Let $\mathbb{F}_q$ be a finite field with characteristic $p$, let $\mathbb{F}_q[t]$ be the ring of polynomials with coefficients in $\mathbb{F}_q$, let $\mathbb{F}_q(t)$ be the quotient field of rational functions with coeffizients in $\mathbb{F}_q$ and let $\mathbb{F}_q((t))$ be the field of formal Laurent series with coefficients in $\mathbb{F}_q$.
In many text books on algebraic number theory we can read that $\mathbb{F}_q((t))$ is the completion of $\mathbb{F}_q(t)$, with respect to a certain valuation.
However I spend hours in the library looking this up in any reference I could find, but I couldn't come up with any single detailed proof. In addition many textbooks appear to be very cryptic when it comes to the definition of the appropriate valuation function. (Maybe this is because number theory is not my primary field of research, or maybe because most reference are pretty old)
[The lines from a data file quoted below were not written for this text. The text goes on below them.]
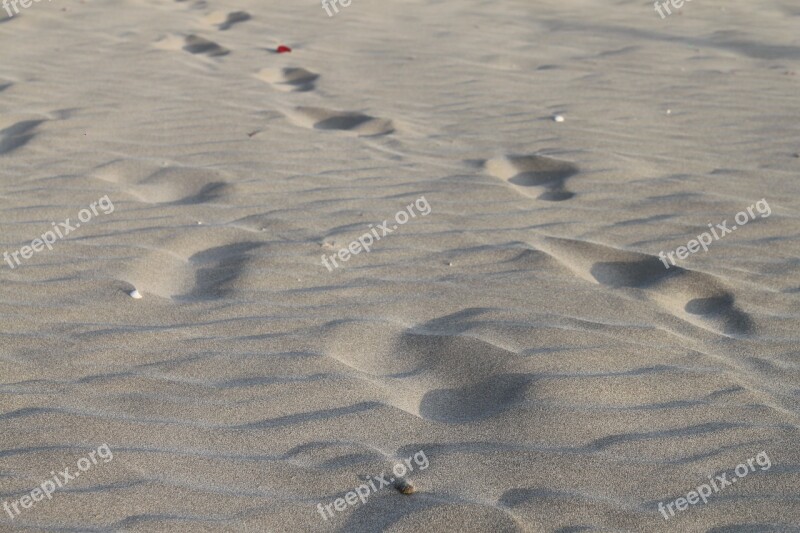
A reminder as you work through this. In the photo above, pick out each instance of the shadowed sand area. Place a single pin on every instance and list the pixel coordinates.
(523, 334)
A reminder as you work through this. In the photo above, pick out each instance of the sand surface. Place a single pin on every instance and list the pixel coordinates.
(522, 334)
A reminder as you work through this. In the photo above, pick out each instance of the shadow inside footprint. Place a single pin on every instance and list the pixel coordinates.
(343, 122)
(722, 308)
(199, 45)
(234, 18)
(209, 192)
(17, 135)
(299, 78)
(218, 268)
(475, 402)
(640, 274)
(535, 171)
(349, 121)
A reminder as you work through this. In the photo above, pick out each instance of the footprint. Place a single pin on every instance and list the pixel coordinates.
(437, 371)
(217, 270)
(17, 135)
(327, 119)
(174, 185)
(289, 79)
(225, 22)
(695, 297)
(198, 45)
(204, 263)
(534, 172)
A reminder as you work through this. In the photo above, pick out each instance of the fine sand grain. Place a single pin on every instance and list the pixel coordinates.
(524, 334)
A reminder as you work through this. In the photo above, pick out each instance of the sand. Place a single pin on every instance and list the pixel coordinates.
(523, 334)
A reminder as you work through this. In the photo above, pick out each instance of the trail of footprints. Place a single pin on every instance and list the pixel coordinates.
(697, 298)
(694, 297)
Anyway, is someone willing to share a clear proof, thats shows how $\mathbb{F}_q((t))$ is the completion of $\mathbb{F}_q(t)$?
There is an absolute value on $\mathbb{F}_q[t]$ : $ | f| = 1$ if $f(0) \ne 0$, $|t^n f| = 2^{-n} |f|$.
$\mathbb{F}_q[[t]]$ (the ring of formal power series) is the completion of $\mathbb{F}_q[t]$ for $|.|$
$\mathbb{F}_q((t))$ is its field of fraction.
$\mathbb{F}_q(t)$ is the field of fractions of $\mathbb{F}_q[t]$. The absolute extends naturally with $|f/g| = |f|/|g|$.
Therefore $\mathbb{F}_q((t))$ is also the completion of $\mathbb{F}_q(t)$ for $|.|$
Otherwise, you can look at the ring of Laurent polynomials $\mathbb{F}_q[t,t^{-1}]$ and take the completion for $|.|$ to obtain the ring of formal Laurent series and show it is field, ie. $\mathbb{F}_q((t))$